Partiamo innanzitutto dalla superstizione. Detta in estrema sintesi la superstizione è l’irrazionale convinzione che l’universo sia una Persona. E che possa essere placato o irritato dalle nostre azioni. Ovviamente così non è, ma rassicura credere il contrario. Il peggiore dei tiranni è meglio della vasta ed incurante vastità dell’oscurità interstellare. Nel caso di Google fa comodo credere che una sola compagnia sia responsabile della nostra insicurezza informatica. Il problema è che è falso. Google è come le leggi della fisica. Sì, se cadi lo fai secondo il modello gravitazionale. Ma non si può parlare certo di colpa. Il problema è di chi ti ha spinto e, forse, anche tua che ti sei sporto troppo in avanti. Gli incidenti non ci piacciono, ci annoiano. Molto meglio un bel complotto. Ecco, qui interviene la manina compiaciuta del Tiranno: vedi? Non è colpa della brava gente se c’è l’odio, è colpa di Google. Non si vendono più giornali? Colpa di Google. I concorrenti non vendono pubblicità? Colpa di Google.

 Il motore di tutto questo è l’irrazionalità, cioè pretendere che possano esistere situazioni dove la ragione e la sua applicazione siano inferiori, metodologicamente, ad una sbavante ira. No, non è la definizione che troverete nella Treccani. Discutete cinque minuti soltanto con un grillino medio e capirete che ho ragione. La gente vuole capire, soprattutto quando non capisce. Così dà volti arbitrari ai problemi. E si fa fregare. Il Tiranno vi suggerirà infatti che Google può abusare di quelle informazioni. Che voi non controllate Google. Che sarebbe meglio che tutte queste cose le tenesse il Tiranno e voi sarete al scuro, perchè, in ultima analisi, il Tiranno vi ama. Fa niente che Google quelle informazioni le usi al massimo per vendervi qualcosa, mentre il Tiranno ha una polizia che può farvi irruzione in casa, un esercito che può bombardarvi ed delle comode celle in cui riflettere sull’amore del Tiranno per voi. Tanto il Tiranno non sbaglia mai e lì ci finiscono solo i cattivi. Vero?

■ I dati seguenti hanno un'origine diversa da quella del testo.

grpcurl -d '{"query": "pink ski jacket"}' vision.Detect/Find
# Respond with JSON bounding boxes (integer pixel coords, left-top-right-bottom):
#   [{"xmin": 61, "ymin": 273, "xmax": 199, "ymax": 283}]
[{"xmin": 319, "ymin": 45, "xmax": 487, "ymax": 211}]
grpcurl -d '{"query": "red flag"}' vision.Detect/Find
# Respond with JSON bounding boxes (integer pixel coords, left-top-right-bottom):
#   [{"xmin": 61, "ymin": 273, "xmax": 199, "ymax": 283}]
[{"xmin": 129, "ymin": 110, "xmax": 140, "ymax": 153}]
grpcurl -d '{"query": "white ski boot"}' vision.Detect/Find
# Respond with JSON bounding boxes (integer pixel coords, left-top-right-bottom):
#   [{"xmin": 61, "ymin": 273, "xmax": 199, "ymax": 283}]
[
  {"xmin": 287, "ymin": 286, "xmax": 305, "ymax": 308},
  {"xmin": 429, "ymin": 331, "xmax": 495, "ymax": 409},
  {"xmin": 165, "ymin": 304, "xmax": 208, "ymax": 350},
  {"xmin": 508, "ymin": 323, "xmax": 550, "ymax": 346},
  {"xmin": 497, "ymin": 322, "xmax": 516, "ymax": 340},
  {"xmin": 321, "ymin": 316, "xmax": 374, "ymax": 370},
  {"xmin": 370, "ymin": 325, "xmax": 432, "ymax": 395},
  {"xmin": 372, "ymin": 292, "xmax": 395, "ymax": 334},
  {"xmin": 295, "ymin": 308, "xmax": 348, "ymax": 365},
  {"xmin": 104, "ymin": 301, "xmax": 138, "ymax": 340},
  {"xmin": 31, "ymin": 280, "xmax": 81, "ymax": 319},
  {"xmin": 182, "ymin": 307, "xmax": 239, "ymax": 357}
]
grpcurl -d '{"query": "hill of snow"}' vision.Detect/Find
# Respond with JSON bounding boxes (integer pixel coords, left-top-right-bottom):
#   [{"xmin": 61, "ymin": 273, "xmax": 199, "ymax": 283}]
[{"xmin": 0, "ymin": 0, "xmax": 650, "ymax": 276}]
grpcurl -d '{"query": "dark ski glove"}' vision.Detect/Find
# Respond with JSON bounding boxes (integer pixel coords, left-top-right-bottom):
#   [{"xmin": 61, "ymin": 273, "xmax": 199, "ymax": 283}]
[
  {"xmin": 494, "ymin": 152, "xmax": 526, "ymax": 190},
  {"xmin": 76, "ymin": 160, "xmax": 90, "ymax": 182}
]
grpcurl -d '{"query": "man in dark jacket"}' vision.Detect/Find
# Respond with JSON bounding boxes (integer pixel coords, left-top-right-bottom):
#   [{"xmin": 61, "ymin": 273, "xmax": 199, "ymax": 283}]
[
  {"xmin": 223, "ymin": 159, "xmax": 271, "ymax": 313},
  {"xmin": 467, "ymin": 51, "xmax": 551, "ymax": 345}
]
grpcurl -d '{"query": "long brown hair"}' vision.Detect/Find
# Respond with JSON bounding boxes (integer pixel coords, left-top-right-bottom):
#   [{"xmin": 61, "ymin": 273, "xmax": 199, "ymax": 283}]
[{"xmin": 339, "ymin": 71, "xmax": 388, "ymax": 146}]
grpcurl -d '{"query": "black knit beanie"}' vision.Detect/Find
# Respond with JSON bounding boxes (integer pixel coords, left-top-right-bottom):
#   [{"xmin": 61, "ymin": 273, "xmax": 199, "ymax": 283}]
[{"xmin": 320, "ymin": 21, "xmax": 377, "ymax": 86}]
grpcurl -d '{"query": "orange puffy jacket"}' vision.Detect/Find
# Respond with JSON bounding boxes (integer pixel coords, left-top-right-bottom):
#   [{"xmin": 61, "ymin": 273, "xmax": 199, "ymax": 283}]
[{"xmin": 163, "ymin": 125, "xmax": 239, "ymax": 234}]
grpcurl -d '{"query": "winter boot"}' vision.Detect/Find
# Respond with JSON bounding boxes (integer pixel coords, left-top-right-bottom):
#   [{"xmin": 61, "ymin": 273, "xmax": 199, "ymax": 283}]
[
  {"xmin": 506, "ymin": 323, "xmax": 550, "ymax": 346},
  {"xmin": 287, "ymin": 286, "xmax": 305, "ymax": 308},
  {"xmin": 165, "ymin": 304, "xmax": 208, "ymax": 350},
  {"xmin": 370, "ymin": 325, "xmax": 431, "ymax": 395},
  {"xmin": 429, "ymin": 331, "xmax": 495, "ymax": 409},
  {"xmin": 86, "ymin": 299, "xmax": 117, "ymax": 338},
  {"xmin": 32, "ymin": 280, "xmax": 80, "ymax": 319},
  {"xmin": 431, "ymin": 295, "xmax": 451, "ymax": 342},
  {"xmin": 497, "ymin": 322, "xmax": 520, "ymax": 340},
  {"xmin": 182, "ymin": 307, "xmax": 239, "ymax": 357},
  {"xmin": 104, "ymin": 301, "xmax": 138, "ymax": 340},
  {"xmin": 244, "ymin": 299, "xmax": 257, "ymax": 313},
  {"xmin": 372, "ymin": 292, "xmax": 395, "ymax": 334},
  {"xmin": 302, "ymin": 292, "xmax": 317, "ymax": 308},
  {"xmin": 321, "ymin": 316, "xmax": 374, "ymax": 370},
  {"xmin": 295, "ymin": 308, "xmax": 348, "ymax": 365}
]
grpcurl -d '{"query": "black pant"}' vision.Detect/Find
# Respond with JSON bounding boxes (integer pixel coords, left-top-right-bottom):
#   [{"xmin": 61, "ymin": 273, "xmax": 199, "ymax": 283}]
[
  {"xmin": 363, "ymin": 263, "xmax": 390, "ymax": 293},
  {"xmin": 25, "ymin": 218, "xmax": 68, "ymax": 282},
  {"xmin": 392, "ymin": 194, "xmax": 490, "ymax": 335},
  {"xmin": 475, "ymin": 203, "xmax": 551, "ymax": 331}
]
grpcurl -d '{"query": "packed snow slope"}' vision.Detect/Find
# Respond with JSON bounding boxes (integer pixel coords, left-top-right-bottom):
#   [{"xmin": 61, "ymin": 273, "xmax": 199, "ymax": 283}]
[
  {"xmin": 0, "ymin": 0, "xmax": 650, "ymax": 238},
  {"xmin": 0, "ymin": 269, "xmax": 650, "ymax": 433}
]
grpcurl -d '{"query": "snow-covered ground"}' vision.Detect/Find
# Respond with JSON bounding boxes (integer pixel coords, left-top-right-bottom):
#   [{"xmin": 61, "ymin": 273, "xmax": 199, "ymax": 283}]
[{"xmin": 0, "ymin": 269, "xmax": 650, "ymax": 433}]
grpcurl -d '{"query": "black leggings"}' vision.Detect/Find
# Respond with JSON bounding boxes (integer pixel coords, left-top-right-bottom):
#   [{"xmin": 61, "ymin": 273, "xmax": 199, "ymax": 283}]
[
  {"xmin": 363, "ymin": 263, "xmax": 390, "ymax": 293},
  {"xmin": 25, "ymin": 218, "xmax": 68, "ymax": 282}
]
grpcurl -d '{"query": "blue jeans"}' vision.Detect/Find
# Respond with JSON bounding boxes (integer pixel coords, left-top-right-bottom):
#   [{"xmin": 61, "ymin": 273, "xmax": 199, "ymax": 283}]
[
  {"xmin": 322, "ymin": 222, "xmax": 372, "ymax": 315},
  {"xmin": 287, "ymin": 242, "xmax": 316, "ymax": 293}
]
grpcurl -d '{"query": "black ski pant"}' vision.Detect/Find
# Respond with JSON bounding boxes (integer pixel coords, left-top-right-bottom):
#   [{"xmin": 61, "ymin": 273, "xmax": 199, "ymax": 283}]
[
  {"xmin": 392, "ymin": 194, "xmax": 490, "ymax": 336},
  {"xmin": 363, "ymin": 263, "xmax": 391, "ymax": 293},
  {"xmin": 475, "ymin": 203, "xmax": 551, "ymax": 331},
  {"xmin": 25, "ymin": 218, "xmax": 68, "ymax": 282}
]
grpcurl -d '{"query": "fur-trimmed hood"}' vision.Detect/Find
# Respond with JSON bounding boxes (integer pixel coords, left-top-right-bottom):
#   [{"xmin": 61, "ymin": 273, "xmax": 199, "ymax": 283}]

 Ecco, gli intellettuali prima, il popolino poi, sono tutti a gridare all’unisono che Google è una macchina di morte per le libertà individuali. Quelle informazioni deve averle al massimo il Tiranno e comunque non è bello che qualcuno le venda. Al massimo si possono scambiare tra procure e giornali illuminati. Tipo il Fatto. Perchè se ti intercetta Ilda sono un po’ fatti tuoi, ma se Google salva le tue preferenze allora la colpa è sua. Non credete a questa mia analisi? Cercate negli articoli degli ultimi giorni, leggete cosa ne pensano illustri commentatori e politici di lungo corso tipo Boccia. Sono tutti ardenti supporter del Tiranno. Oggi come sempre, servi di un potere dispotico che Google mette in discussione. Non perchè sia una compagnia di Santi. Solo perchè sono liberi. Siatelo anche voi, scoprirete che non guarderete mai più Google con gli stessi occhi.